2025 a vu la montée du technoligarchisme. Les investissements politiques de l’industrie technologique ont porté leurs fruits lorsque Trump est revenu à la Maison-Blanche. Certains dirigeants technologiques ont été intégrés dans le Cabinet, et leur influence s’est accrue dans les conversations politiques. Des milliardaires comme Elon Musk ont été gratifiés de pouvoirs étendus, tout en réduisant les financements gouvernementaux cruciaux.

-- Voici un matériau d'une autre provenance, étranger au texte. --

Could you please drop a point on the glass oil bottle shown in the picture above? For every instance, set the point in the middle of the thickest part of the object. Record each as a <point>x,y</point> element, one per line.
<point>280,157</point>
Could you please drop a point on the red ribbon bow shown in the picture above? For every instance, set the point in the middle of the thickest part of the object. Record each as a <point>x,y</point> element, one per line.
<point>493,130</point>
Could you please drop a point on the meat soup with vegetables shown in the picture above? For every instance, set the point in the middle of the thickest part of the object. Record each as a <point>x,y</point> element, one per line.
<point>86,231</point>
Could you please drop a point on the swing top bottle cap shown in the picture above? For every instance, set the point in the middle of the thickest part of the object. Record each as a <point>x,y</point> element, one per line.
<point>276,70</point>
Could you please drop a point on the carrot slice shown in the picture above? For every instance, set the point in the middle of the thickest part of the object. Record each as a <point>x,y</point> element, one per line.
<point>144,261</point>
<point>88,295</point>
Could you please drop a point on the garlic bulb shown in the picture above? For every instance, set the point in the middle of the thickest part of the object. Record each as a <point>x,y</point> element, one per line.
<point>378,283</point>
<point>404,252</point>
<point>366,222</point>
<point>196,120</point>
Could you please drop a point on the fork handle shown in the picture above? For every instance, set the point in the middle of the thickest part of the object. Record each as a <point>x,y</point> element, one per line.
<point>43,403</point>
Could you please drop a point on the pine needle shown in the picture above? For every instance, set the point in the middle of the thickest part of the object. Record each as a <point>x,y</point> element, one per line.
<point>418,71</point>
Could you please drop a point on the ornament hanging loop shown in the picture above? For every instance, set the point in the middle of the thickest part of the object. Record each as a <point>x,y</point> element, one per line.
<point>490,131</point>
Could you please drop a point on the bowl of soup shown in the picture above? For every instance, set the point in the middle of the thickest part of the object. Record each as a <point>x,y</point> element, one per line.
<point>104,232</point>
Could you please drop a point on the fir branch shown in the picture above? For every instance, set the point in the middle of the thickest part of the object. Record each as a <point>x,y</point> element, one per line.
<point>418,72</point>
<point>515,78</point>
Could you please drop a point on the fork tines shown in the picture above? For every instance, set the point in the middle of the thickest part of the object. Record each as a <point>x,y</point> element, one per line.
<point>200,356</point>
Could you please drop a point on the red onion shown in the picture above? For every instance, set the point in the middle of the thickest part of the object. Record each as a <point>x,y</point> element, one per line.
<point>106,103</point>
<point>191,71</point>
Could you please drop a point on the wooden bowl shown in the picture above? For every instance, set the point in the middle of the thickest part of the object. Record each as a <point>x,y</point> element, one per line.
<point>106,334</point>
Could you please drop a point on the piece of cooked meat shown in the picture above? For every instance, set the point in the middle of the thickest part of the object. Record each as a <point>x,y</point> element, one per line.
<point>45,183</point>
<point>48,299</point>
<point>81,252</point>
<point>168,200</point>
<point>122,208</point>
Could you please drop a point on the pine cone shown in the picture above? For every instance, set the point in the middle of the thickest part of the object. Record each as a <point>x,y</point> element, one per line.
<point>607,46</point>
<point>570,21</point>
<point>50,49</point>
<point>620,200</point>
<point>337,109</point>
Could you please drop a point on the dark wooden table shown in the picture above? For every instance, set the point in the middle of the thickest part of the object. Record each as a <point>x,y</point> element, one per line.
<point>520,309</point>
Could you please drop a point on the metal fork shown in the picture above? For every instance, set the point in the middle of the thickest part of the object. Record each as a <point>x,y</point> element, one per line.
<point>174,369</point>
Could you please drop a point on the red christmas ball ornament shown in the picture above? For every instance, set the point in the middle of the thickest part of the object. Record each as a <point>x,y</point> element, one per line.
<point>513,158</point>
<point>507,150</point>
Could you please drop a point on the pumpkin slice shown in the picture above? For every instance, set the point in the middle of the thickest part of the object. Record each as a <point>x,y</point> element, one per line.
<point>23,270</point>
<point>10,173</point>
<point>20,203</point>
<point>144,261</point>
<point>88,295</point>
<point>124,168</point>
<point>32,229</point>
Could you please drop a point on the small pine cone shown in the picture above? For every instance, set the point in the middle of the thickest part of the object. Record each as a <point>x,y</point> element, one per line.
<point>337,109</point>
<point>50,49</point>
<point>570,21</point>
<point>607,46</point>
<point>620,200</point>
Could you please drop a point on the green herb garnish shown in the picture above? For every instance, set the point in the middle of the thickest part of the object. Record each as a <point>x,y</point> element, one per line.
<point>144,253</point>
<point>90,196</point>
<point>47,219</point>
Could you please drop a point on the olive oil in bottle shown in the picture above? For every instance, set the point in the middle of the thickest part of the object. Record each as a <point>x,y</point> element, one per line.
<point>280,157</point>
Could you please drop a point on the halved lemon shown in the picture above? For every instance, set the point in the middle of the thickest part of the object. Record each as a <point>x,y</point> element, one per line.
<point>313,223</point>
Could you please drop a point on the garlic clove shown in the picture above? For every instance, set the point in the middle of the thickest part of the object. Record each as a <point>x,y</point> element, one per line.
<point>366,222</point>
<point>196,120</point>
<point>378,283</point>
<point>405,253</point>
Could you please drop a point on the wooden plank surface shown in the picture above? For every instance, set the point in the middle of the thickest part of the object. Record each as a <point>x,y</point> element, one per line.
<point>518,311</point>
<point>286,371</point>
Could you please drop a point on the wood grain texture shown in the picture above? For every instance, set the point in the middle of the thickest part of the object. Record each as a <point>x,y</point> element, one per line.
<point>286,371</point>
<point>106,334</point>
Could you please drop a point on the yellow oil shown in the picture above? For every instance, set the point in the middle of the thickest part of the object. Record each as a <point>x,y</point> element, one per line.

Des figures pro-cryptomonnaies ont pris la tête des agences régulatrices, axant leurs missions sur le soutien aux industries technologiques plutôt que sur leur régulation.

Points à retenir

  • La transition rapide des cryptomonnaies d’un phénomène à un enjeu politique majeur.
  • L’impact destructeur des échecs dans l’industrie sur la confiance des investisseurs.
  • L’importance croissante de la réglementation dans un environnement technologique en mutation.
  • Les tensions entre la déréglementation posée par les technoligarches et les nécessités sociétales.
  • Les implications économiques pour les citoyens face à un marché de l’emploi instable.

Dans une période où le fossé entre les technoligarches et le grand public semble se creuser, il est essentiel de s’interroger sur la viabilité de ces nouveaux modèles économiques. La concentration de pouvoir entre les mains de quelques individus peut créer des déséquilibres susceptibles d’affecter la société dans son ensemble. La manière dont ces technologies et leurs promoteurs s’intégreront dans notre quotidien reste à définir, mais il est crucial de rester vigilants face à leurs conséquences potentielles. L’avenir du système financier mondial pourrait en dépendre.